Finding the number of vertices in a complete graph without finding the roots of a quadratic I'm taking a class where we are often asked to answer questions like the following:

If G is a complete graph with 105 edges, how many vertices does G have?

If I were to solve this question, I would do the following:
$
\begin{align}
\left| E(G) \right| &= 105 \\
\sum_{v \in V(G)} deg(v) &= 2 \left| E(G) \right| \\
\left| V(G) \right| \cdot 104 &= 2 \cdot 105 \\
\left| V(G) \right| &= \frac{2 \cdot 105}{104} \\
\end{align}
$
Or, more generally:
$
\begin{align}
\left| V(G) \right| &= x \\
\left| E(G) \right| &= x - 1 \\
\sum_{v \in V(G)} deg(v) &= 2 \left| E(G) \right| \\
x \left( x - 1 \right) &= 2 \left| E(G) \right| \\
\end{align}
$
Which is clearly a quadratic.
Here's the issue--we aren't allowed calculators on the test, are short on time, and can have questions involving upwards of 1,000 edges. That is, solving by long division or finding the roots of a quadratic takes way too much time manually on the test.
Is there a faster, easier, non-mechanically assisted way of solving this sort of question?
 A: In this particular case (number of edges in a complete graph), it's easy, because the number is $\frac12 n(n-1)$. So you have
$$n(n-1)=210$$
and $n(n-1)$ lies between the consecutive squares $(n-1)^2$ and $n^2$. So obviously $n=15$. You can use this trick well into the thousands, I would think.
A: You could use guess and check. If a complete graph has $n$ vertices, then it has $f(n) = n(n-1)/2$ edges --- the number of different "handshakes" between $n-1$ people if everyone shakes everyone else's hand.
So for example, you could compute various values of $f(n)$: $f(1) = 1$, $f(2) = 3$, $f(3) = 6$, $f(4) = 10$, and so on. You can guess large values for $n$ and small values for $n$. The essential property that makes this process easy is that the function $f$ is increasing — if you guess a number of nodes $a$, but $f(a)$ is too large, then you know that $a$ itself is too large.
Hence you can use binary search to find the correct answer without doing too many calculations.
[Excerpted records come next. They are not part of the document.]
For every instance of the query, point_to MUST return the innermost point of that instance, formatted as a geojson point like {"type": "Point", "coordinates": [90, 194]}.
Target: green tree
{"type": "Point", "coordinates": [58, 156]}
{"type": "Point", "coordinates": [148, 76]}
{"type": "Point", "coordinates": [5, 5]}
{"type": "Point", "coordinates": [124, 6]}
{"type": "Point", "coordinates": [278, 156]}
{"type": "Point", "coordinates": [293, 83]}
Here is an example. You tell me that the number of edges is 105. 

I might guess $a=4$, so $f(a) = 4\cdot 3 / 2 = 12$— too small. 
I guess $a=10$ so $f(a) = 10\cdot 9 / 2 $ = 45— too small. 
I guess $a=20$ so $f(a) = 20\cdot 19/2 = 190$— too large.
I guess $a=15$ so $f(a) = 15\cdot 14/2 = 105$. Bingo! $n=15$.
These calculations can be performed almost instantaneously in your head especially if you pick convenient values to guess. And you sometimes begin to memorize various values of $f$, so you have a feel for how large a good guess is.
A: If you can estimate square roots, you can try the following approach:  If there are $v$ vertices and $e$ edges in a complete graph, then we have $e=\frac{v(v-1)}{2}$.  So $2e=v^2-v$.
But also $v^2-v$ is between $(v-1)^2$ and $v^2$.  That is, $(v-1)^2<2e<v^2$.  
So $v-1<\sqrt{2e}<v$.  So $v$ can be found by taking the square root of $2e$ and rounding up to the next higher integer.
In your example of $105$ edges, you would note that $\sqrt{210}=14\large\bf{.}\ldots$ , and so the number of vertices is $15$.
A: The number of edges of $K_n$ is $\binom{n}2=\frac12n(n-1)$, so if you’re told that you have $e$ edges, you need to solve $2e=n(n-1)$ for $n$. It’s always true that $n-1<\sqrt{n(n-1)}<n$, so
$$n=\left\lceil\sqrt{2e}\right\rceil\;,$$
the integer obtained by rounding up $\sqrt{2e}$. For values of $2e$ with no more than four digits, $n$ will be a two-digit number, and you should be able to pin it down quickly with a combination of mental and pencil-and-paper arithmetic. For instance, with $e=105$ you’re looking at $\sqrt{210}$; since $15^2=225$, $n=15$ looks like a good bet even if you don’t know that $14^2=196$, and a quick calculation verifies that $105=\frac12\cdot14\cdot15=7\cdot15$. 
For larger values of $e$ there’s more work, and knowing a pencil and paper algorithm for extracting square roots would help; for $e<500,000$ you need to extract at most three digits, and that’s a fairly quick calculation. The Babylonian method mentioned there involves only division, but for numbers of this size it’s generally going to be about as cumbersome.
Ultimately you can’t avoid having to extract a square root to within an integer by some method.